I have gathered 4000~ positives and 15000~ negatives and I train using the SVM provided by opencv. the results give me too many false positives.(up to 20 per image) I would clip out the false positives and add them into the pool of negatives to retrain. and I would end up with even more false positives at times! I have tried adjusting L2HysThreshold of my hogdescriptor upwards to 300 without significant improvement. is my pool of positives and negatives large enough?

the SVM training is also much faster than expected.
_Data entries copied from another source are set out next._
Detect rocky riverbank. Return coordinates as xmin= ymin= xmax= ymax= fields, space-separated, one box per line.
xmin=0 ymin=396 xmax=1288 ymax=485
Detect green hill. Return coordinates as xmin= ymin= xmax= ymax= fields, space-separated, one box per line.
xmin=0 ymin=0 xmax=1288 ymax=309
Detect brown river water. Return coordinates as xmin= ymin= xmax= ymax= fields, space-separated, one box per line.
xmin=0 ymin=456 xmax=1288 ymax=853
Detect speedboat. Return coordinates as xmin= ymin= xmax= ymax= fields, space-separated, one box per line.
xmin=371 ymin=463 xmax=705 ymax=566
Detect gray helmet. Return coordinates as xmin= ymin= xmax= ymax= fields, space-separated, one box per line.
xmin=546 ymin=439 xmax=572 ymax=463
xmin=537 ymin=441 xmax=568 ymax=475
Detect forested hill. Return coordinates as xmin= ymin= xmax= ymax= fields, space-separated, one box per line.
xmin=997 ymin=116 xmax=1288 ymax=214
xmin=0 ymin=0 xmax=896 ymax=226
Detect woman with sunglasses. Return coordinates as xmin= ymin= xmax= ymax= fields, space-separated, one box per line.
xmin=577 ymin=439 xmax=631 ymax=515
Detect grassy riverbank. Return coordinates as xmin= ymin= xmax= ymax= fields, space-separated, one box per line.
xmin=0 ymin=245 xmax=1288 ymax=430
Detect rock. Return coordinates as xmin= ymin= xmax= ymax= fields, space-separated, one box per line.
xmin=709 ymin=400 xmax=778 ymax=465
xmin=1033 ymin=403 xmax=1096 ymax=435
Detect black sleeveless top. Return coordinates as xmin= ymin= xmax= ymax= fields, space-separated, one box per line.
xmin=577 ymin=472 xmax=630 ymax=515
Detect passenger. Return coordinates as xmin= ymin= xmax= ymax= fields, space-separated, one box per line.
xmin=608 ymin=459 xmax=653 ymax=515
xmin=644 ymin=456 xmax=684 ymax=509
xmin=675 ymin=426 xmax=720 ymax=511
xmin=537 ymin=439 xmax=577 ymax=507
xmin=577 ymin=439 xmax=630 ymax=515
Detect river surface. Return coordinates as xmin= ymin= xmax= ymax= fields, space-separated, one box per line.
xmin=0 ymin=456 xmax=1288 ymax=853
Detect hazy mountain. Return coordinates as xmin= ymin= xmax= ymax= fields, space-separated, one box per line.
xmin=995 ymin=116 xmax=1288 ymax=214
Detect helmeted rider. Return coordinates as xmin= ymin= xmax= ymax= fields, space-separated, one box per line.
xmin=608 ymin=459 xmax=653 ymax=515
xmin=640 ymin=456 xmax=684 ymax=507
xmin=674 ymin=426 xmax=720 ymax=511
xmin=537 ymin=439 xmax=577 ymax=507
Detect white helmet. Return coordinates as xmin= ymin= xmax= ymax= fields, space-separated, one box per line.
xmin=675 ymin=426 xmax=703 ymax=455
I have tried with a feature vector size of 2916 and 12996, using grayscale images and color images on separate tries. SVM training has never taken longer than 20 minutes. I use auto_train. I am new to machine learning but from what i hear training with a dataset as large as mine should take at least a day no?

I believe cvSVM is not doing much learning and according to http://opencv-users.1802565.n2.nabble.com/training-a-HOG-descriptor-td6363437.html, it is not suited for this purpose. does anyone with experience with cvSVM have more input on this?

I am considering using SVMLight http://svmlight.joachims.org/ but it looks like there isn't a way to visualize the SVM hyperplane. What are my options?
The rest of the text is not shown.